Intermediate

Mistral Models

Mistral has built a family of models spanning general reasoning, coding, vision, and embedding — from ultra-cheap (Nemo) to frontier quality (Large 3, Medium 3.5). This page maps each model to its best use case.

Model Families

General Purpose

Mistral Large 3

API only

mistral-large-latest · 128K context · $2/$6 per 1M

Mistral's flagship general model. Best reasoning, instruction following, and multilingual performance. Use for complex analysis, long documents, and agentic tasks where cost is secondary.

Mistral Medium 3.5

API only

mistral-medium-latest · 128K context · $1.50/$7.50 per 1M

Frontier-class model positioned between Large and Small.

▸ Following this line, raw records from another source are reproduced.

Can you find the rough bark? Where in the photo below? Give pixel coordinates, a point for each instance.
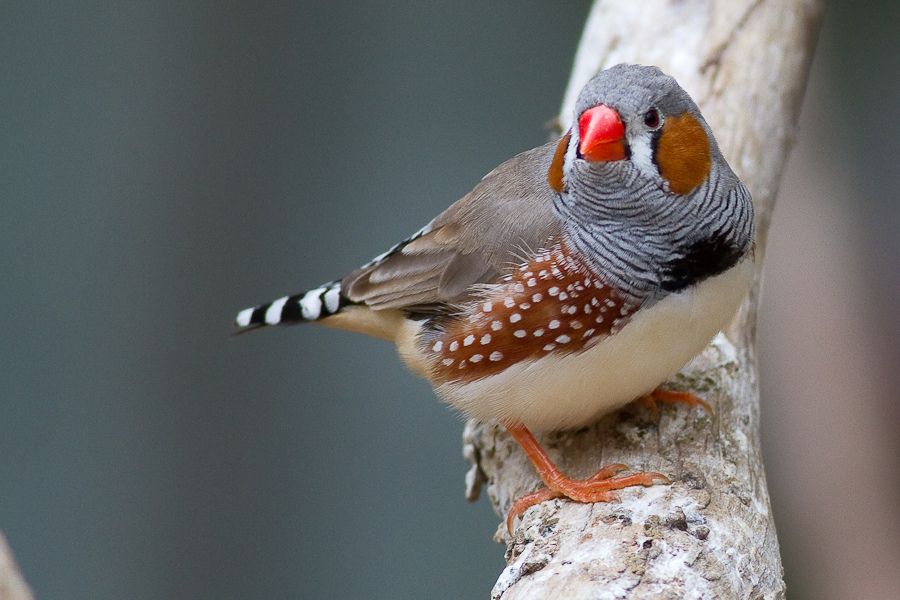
(710, 534)
(12, 586)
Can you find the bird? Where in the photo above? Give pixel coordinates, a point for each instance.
(573, 279)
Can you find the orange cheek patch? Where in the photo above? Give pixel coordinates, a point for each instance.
(683, 154)
(554, 173)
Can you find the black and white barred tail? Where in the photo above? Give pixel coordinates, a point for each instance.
(321, 302)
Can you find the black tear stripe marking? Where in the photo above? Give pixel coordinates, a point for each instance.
(704, 258)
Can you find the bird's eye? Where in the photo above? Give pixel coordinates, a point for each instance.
(651, 118)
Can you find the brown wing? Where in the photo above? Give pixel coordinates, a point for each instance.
(505, 217)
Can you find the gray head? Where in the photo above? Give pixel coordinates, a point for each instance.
(639, 114)
(643, 188)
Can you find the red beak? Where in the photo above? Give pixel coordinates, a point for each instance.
(602, 134)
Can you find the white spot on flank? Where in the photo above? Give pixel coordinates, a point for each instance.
(273, 314)
(311, 304)
(243, 318)
(332, 299)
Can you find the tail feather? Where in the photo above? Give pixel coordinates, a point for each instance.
(321, 302)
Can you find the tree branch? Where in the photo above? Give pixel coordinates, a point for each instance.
(710, 534)
(12, 586)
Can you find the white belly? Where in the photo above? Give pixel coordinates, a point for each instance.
(559, 392)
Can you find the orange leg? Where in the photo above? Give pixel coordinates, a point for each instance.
(672, 397)
(597, 488)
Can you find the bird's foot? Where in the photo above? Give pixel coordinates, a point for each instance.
(597, 488)
(659, 395)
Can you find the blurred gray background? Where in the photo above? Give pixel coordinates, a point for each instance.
(164, 164)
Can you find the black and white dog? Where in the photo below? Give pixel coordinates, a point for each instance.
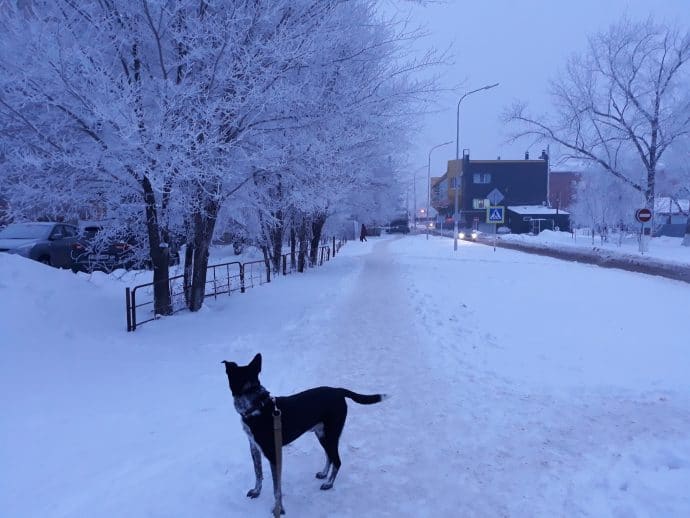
(322, 410)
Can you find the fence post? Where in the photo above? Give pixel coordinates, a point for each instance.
(129, 311)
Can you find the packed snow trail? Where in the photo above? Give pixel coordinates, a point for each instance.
(521, 386)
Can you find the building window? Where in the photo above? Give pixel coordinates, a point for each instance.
(481, 178)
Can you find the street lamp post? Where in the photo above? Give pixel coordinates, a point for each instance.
(428, 183)
(457, 158)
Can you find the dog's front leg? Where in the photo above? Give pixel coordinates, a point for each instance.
(277, 491)
(256, 458)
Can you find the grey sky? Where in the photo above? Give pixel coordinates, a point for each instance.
(521, 44)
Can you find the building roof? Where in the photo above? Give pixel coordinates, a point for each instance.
(540, 210)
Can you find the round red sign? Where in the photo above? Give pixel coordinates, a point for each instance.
(643, 215)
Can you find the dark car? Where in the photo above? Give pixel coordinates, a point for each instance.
(469, 234)
(48, 242)
(96, 253)
(399, 226)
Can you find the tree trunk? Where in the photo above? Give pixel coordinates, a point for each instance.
(316, 228)
(303, 242)
(159, 251)
(188, 267)
(204, 225)
(293, 246)
(277, 233)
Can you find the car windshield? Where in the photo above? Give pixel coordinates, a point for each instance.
(26, 231)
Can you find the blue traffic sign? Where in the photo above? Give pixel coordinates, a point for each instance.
(495, 214)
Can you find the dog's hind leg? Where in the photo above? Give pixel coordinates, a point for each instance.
(277, 491)
(256, 458)
(329, 442)
(318, 431)
(324, 473)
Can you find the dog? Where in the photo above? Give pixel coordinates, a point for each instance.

Higher output cost than Large — designed for tasks where generation quality matters more than input volume. Strong agentic capabilities.

Mistral Small 4

Apache 2.0 open-weight

mistral-small-latest · 128K context · $0.15/$0.60 per 1M

The cost-efficient workhorse. 90% cheaper than Large 3 for tasks that don't need frontier quality. Summarization, classification, drafting, Q&A. Available for download and local use.

Mistral Nemo 12B

Apache 2.0 open-weight

open-mistral-nemo · 128K context · $0.02/~$0.06 per 1M

Ultra-cheap. Joint release with NVIDIA. Use for high-volume, simple tasks where cost is the primary constraint — e.g., bulk classification or simple reformatting.

Coding Specialists

Codestral

Apache 2.0 open-weight

codestral-latest · 256K context · $0.30/$0.90 per 1M

Mistral's dedicated code model. 256K context — the largest context of any Mistral model, designed for large codebases and long code generation. Fill-in-the-middle (FIM) support for code completion. 80+ programming languages.

Devstral Small

API only

devstral-small · 128K context · $0.07/$0.28 per 1M

Agentic coding specialist. Built for multi-file edits, tool use, and coding agent tasks. Very low cost — the cheapest model in the market optimized specifically for agentic coding workflows. Outperforms Codestral Small on SWE-bench.

Multimodal & Embedding

Pixtral Large

API only

pixtral-large-latest · 128K context · $2.00/$6.00 per 1M

Mistral's vision model. Accepts images + text. Strong at document understanding, chart reading, screenshot analysis. Same price as Large 3 — essentially Large 3 with vision added.

Mistral Embed

API only

mistral-embed · 8K context · $0.10/— per 1M

Text embedding model for RAG pipelines. 1024-dimensional embeddings. Lower context than specialized embedding models (e.g. nomic-embed-text at 8K) — use for short-to-medium documents.

Quick Selection Guide

Task	Recommended	Why
Complex reasoning / analysis	Mistral Large 3	Best quality across all tasks
Agentic workflows	Mistral Medium 3.5 or Large 3	Strongest tool use + planning
Code generation	Codestral	256K context, FIM support, 80+ languages
Agentic coding (cheap)	Devstral Small	Cheapest capable agentic coder — $0.07/$0.28
High-volume, simple tasks	Mistral Small 4 or Nemo	90% cheaper than Large 3
Image understanding	Pixtral Large	Only Mistral model with vision
RAG embeddings	Mistral Embed	Native Mistral embeddings — or use nomic-embed-text locally
Local self-hosted	Mistral Small 4 / Codestral / Nemo	All three are Apache 2.0 open weights

Checklist: Do You Understand This?

Can you name Mistral's flagship model and its price per million tokens?
Do you know which Mistral model to use for: bulk classification, agentic coding, image analysis?
Can you name three Mistral models that are available as open-weight downloads?
Do you understand why Codestral has 256K context specifically?